La Bosnia ed Erzegovina deve il nome al fiume Bosna che la attraversa e al fatto che parte del paese fu governata da un duca (herceg) fino alla conquista turca, nel 15° secolo. Il territorio è montuoso, salvo le valli dei fiumi principali, come la Drina e la Sava, affluenti del Danubio, e ha un clima continentale. Le Alpi Dinariche sono vicine all'Adriatico e i fiumi scorrono verso est. Solo il fiume Narenta arriva all'Adriatico e la sua foce è l'unico minuscolo 'sbocco' al mare del paese.
Il territorio della Bosnia ed Erzegovina è da millenni area di contatto e di contrasto fra popoli diversi: qui si sono succedute molte dominazioni, portando costumi e religioni differenti, al punto che sono in uso due alfabeti, quello cirillico e quello latino.
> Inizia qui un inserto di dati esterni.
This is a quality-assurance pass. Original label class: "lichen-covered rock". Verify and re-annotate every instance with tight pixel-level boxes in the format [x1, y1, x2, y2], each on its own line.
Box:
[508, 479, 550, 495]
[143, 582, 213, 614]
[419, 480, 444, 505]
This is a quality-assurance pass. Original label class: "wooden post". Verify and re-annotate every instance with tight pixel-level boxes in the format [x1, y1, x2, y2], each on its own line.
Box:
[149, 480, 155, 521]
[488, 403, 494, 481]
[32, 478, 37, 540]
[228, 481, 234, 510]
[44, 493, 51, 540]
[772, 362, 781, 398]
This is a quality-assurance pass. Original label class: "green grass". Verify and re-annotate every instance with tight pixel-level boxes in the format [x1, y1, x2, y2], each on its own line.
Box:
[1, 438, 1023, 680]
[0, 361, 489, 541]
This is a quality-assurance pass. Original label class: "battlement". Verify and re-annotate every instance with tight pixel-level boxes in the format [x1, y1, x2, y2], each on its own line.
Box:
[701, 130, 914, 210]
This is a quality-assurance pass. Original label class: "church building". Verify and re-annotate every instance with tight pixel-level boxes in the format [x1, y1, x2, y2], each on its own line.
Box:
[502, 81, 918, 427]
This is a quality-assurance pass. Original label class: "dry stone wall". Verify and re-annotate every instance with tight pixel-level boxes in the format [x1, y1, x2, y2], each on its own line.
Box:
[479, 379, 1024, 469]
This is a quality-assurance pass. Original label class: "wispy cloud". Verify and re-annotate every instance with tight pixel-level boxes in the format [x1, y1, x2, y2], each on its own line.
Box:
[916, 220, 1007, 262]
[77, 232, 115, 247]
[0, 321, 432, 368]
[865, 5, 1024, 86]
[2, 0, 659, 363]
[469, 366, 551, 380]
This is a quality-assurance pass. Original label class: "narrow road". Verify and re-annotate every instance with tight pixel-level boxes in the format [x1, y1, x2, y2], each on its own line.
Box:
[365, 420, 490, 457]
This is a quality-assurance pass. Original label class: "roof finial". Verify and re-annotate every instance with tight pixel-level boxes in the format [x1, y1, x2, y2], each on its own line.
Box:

Il costo della guerra civile (1992-95) è stato pesantissimo: centinaia di migliaia di morti e milioni di rifugiati, un'economia che dipende dagli aiuti internazionali, gran parte del patrimonio storico-artistico distrutto: le principali città, come la capitale Sarajevo (579.000 abitanti), Banja Luka, attivo centro economico e culturale, Mostar, importante città della Erzegovina, hanno tutte subito distruzioni gravissime.
Dopo aver subito il dominio di Bizantini, Croati, Serbi e Ungheresi, la Bosnia ed Erzegovina rimase sottomessa dal 15° al 18° secolo ai Turchi, che islamizzarono una parte consistente della popolazione. Occupata dall'Austria-Ungheria nel 1878 e annessa nel 1908, entrò a far parte, dopo la Prima guerra mondiale, del nuovo Regno di Iugoslavia e dal 1946 fu una delle sei repubbliche che si federarono nella Repubblica socialista di Iugoslavia. Al venir meno di quest'ultima, nei primi anni Novanta, la Bosnia ed Erzegovina proclamò la propria indipendenza (1992), alla quale seguì la più lunga e sanguinosa guerra civile della ex Iugoslavia. La ragione di ciò stava nella complessa composizione etnico-religiosa della sua popolazione, costituita per più del 40% da musulmani, per più del 30% da Serbi cristiano-ortodossi e per circa il 20% da Croati cattolici.
Mentre i musulmani si riconobbero nel nuovo Stato, i Serbi ‒ che rifiutavano la prospettiva di diventare una minoranza in uno Stato a maggioranza musulmana e che erano militarmente appoggiati da Belgrado ‒ proclamarono una loro Repubblica e subito dopo i Croati fecero altrettanto. Questi tre gruppi combatterono una guerra spietata, che l'intervento dell'ONU (1992) non riuscì in alcun modo a fermare. Vi furono anzi ripetuti episodi di 'pulizia etnica', cioè tentativi di eliminare da un territorio tutti gli appartenenti alle altre etnie, che portarono a veri e propri massacri: atroce quello di Srebrenica, dove il generale R. Mladi´c, capo militare dei serbo-bosniaci, una volta conquistata la città, fece uccidere 7.000÷8.000 persone.
L'intervento militare della NATO, nel 1995, fermò la guerra e portò i Serbi al tavolo delle trattative. Dopo la devastazione di quasi tutte le città, 300.000 morti e quasi tre milioni di profughi, un milione dei quali poi rientrò, si giunse a un accordo in base al quale la Bosnia ed Erzegovina si componeva di due entità autonome, la Federazione di Bosnia ed Erzegovina (croato-musulmana) e la Repubblica Serba. Attualmente, la Bosnia ed Erzegovina cerca a fatica di sanare le ferite della guerra civile e di ricostruire la propria vita politica ed economica.